The divorce was finalized in the spring; I was alone that summer.

I took an apartment over a roti shop on Bathurst Street in Toronto. My landlords were a pair of ebullient Jamaican immigrants, husband and wife, who charged a reasonable rent and periodically offered to sell me grams of resinous, potent ganja. The shop closed at nine, but most summer nights the couple joined friends on a patio off the alley behind the store, and the sound of music and patois, cadences smooth as river pebbles, would drift up through my kitchen window. The apartment was a living room facing the street, a bedroom and kitchen at the rear; wooden floors and plaster ceilings with rusting metal caps where the gas fixtures had been removed. There was not much natural light, and the smell of goat curry from the kitchen downstairs was sometimes overwhelming. But taken all in all, it suited my means and needs.
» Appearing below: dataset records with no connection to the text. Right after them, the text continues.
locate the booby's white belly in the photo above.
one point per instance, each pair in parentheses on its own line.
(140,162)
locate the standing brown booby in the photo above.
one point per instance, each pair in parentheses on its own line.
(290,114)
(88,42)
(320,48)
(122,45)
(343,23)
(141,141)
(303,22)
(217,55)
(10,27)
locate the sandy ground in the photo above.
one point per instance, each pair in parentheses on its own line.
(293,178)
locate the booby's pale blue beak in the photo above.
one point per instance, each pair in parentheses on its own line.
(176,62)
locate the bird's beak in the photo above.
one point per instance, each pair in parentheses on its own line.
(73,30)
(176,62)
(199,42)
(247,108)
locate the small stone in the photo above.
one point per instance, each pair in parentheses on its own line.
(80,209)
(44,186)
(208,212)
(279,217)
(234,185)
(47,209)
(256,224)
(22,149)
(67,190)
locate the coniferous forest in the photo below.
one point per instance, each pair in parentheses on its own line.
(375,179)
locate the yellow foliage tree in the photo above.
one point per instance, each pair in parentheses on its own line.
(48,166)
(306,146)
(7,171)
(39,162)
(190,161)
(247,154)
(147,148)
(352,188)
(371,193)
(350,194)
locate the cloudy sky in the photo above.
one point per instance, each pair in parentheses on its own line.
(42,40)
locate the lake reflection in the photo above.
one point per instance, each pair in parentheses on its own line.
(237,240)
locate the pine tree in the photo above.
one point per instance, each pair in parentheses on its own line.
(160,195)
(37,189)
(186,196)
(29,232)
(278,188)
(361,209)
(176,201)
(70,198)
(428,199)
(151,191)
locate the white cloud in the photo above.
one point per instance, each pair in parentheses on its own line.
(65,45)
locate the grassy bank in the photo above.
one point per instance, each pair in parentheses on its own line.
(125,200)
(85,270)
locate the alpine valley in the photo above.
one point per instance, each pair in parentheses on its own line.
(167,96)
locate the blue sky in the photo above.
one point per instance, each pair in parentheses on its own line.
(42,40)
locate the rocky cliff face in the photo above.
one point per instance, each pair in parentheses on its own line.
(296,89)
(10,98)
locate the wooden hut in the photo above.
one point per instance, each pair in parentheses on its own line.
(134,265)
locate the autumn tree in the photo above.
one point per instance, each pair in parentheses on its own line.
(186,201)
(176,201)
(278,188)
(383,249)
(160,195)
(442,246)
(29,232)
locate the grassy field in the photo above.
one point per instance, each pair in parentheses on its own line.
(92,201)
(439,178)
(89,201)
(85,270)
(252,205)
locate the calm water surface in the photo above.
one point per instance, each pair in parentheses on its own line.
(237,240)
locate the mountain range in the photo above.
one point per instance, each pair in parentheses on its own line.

I worked days at a secondhand book shop called Finders, sorting and shelving stock, operating the antiquated cash register, and brewing cups of yerba maté for the owner, an ancient myopic aesthete who subsisted on whatever dribble of profit he squeezed from the business. I was his only employee. It was not the work I had ever imagined myself doing, but such is the fortune of a blithe thirty-something who stumbles into the recession with a B.A. and negligible computer skills. I had inherited a little money from my parents, dead five years ago in a collision with a lumber truck on Vancouver Island; I hoarded the principal and supplemented my income with the interest.